Mr. Chair, thank you for this opportunity to discuss our report on the Regional Relief and Recovery Fund, which was tabled in the House of Commons on 9 December 2021. I would like to acknowledge that this hearing is taking place on the traditional unceded territory of the Algonquin Anishinaabeg People. Joining me today are Philippe Le Goff, who was the principal responsible for the audit, and Lucie Després, who led the audit team.

As part of the response to the COVID‑19 pandemic, the federal government announced the Regional Relief and Recovery Fund in April 2020. The fund was managed by the federal government’s regional development agencies across Canada. It was meant to help businesses and organizations that could not access other federal pandemic support programs and emergency funding or that required additional assistance. In total, the government allocated more than $2 billion to the fund.

This audit focused on whether Western Economic Diversification Canada, the Federal Economic Development Agency for Southern Ontario, and the Federal Economic Development Initiative for Northern Ontario designed, delivered, and managed the fund effectively and efficiently, and whether they reported on results.

Overall, the Regional Relief and Recovery Fund was successful at providing last-resort assistance to thousands of businesses and organizations affected by the COVID‑19 pandemic. Also, according to data provided by the regional development agencies, the program will likely succeed in reaching the objective of providing at least 25% of its funds to the tourism sector.

However, the management of the program was weakened by a lack of efficiency, consistency, fairness, and transparency that may have resulted from the efforts to administer the program quickly. Applicants from different regions of the country faced different requirements because of the various approaches taken by regional development agencies, and the agencies’ different interpretations of the eligibility criteria.

We found that, as a result of these differences across regions, funding was awarded in some cases to applicants who did not meet all of the eligibility criteria set out under the national fund, and ineligible expenses were funded. In addition, in some regions, not-for-profit organizations were directly invited to apply for funding without an open call to all potentially eligible organizations.

We found that the system put in place to report on the fund’s performance relied on inaccurate information for key indicators. For example, the number of jobs maintained was mainly based on information provided by applicants without further verification. In our view, the number of jobs saved was often overstated.

The 3 regional development agencies that were covered by our audit expected that between 25% and 42% of the total amount of repayable contributions granted would not be repaid.

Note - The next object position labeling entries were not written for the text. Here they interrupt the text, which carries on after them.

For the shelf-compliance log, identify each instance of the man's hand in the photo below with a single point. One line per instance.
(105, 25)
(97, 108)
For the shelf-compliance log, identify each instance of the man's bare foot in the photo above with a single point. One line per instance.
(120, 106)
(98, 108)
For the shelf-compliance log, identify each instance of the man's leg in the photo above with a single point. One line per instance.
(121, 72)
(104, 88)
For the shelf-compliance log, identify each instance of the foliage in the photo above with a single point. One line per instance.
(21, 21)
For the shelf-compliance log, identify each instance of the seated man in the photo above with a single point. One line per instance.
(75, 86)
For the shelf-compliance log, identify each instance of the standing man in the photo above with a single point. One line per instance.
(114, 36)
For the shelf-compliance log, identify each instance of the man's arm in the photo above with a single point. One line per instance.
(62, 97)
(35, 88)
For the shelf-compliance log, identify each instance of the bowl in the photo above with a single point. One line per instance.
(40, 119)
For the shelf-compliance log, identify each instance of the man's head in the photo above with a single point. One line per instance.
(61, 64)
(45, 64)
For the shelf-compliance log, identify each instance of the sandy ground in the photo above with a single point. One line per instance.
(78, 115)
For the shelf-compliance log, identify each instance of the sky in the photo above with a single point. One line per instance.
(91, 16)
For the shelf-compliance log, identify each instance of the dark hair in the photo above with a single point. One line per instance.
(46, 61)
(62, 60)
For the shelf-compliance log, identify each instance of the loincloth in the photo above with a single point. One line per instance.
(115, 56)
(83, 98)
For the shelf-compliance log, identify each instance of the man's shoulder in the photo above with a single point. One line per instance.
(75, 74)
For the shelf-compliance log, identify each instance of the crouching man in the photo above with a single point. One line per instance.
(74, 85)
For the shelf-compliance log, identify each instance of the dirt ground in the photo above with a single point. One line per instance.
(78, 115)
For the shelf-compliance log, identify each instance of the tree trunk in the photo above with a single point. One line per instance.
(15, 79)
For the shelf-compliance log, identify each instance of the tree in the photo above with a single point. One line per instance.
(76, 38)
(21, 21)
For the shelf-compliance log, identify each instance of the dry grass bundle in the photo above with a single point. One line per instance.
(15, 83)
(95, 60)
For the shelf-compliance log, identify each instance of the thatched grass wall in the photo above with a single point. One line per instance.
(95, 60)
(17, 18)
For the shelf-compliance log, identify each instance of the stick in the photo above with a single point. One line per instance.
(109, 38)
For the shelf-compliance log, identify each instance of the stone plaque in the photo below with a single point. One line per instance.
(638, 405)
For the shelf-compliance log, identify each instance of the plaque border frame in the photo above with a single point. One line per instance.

This is due to the fact that the Regional Relief and Recovery Fund was designed as a last-resort funding program and, therefore, carried increased risks.

We made 3 recommendations to the regional development agencies, including 1 recommendation that was also addressed to Innovation, Science and Economic Development Canada. The regional development agencies only partially agreed with our recommendations.

Mr. Chair, this concludes my opening remarks. We would be pleased to answer any questions the committee may have. Thank you.